What is meant by the term “Masonic Bible” instead is a volume of, typically, a Christian Bible owned by a Masonic lodge and used for Masonic ritual purposes.

There is no such thing as a Masonic Torah (I think you mean Tanakh). And, in this present climate, I would not even joke about a “Masonic Koran.” In the Muslim world, Freemasonry is widely misunderstood as a colonial—if not Zionist—enemy. That said, when a man appears for his initiation into Freemasonry, he has the right to take his oath and obligation on the holy text of his choice. Either the lodge can supply a copy for the ceremony, or the man can bring his own.

If you will click this link, you will see a photo I shot three years ago while visiting Arts and Sciences Lodge in Cincinnati:

http://tinyurl.com/ybu5qe54

Six “Volumes of Sacred Law” (ecumenical Masonic term) appear on the altar here. In addition to the Holy Bible there are the Tanakh, the Koran, a Shinto text, the Bhagavad Gita, and the Jefferson Bible. If I recall correctly, Freemasonry in California has nine options for acceptable holy texts upon its altars.

Regarding George Washington and his first presidential inauguration where the local Masonic lodge’s altar bible was employed, I’d rather not repeat what I’ve said all along, but let me instead direct you to my first (and best) contribution to American Creation:

http://americancreation.blogspot.com/2009/04/so-help-me-god.html

It’s the best obtainable version of the truth that I can provide. I believe Mr. Soller is familiar with it.

Your mention of a “ceremonial deism” is lost on me. I am not one who believes George Washington was a deist.
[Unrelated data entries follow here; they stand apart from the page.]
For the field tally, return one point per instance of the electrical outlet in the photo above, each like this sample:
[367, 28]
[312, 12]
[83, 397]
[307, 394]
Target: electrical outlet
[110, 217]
Your question into the importance of Freemasonry to Benjamin Franklin’s life is one I cannot answer. I don’t believe it is easy to quantify, but there are facts on the record, such as Franklin served as Grand Master of Masons in Pennsylvania in the early 1730s. This was the embryonic time for Freemasonry in the New World, so holding that position is not nearly comparable to holding that position in 2017 when there are hundreds of lodges and tens of thousands of members throughout the length and width of Pennsylvania, but it still was the seniormost position, and was not occupied by just anybody. He was active in Freemasonry there through the 1750s. Then, decades later, while serving as America’s representative in Paris, Franklin’s primary evening social activity was attending Masonic lodge meetings. (My source on that is the David McCullough bio of John Adams.)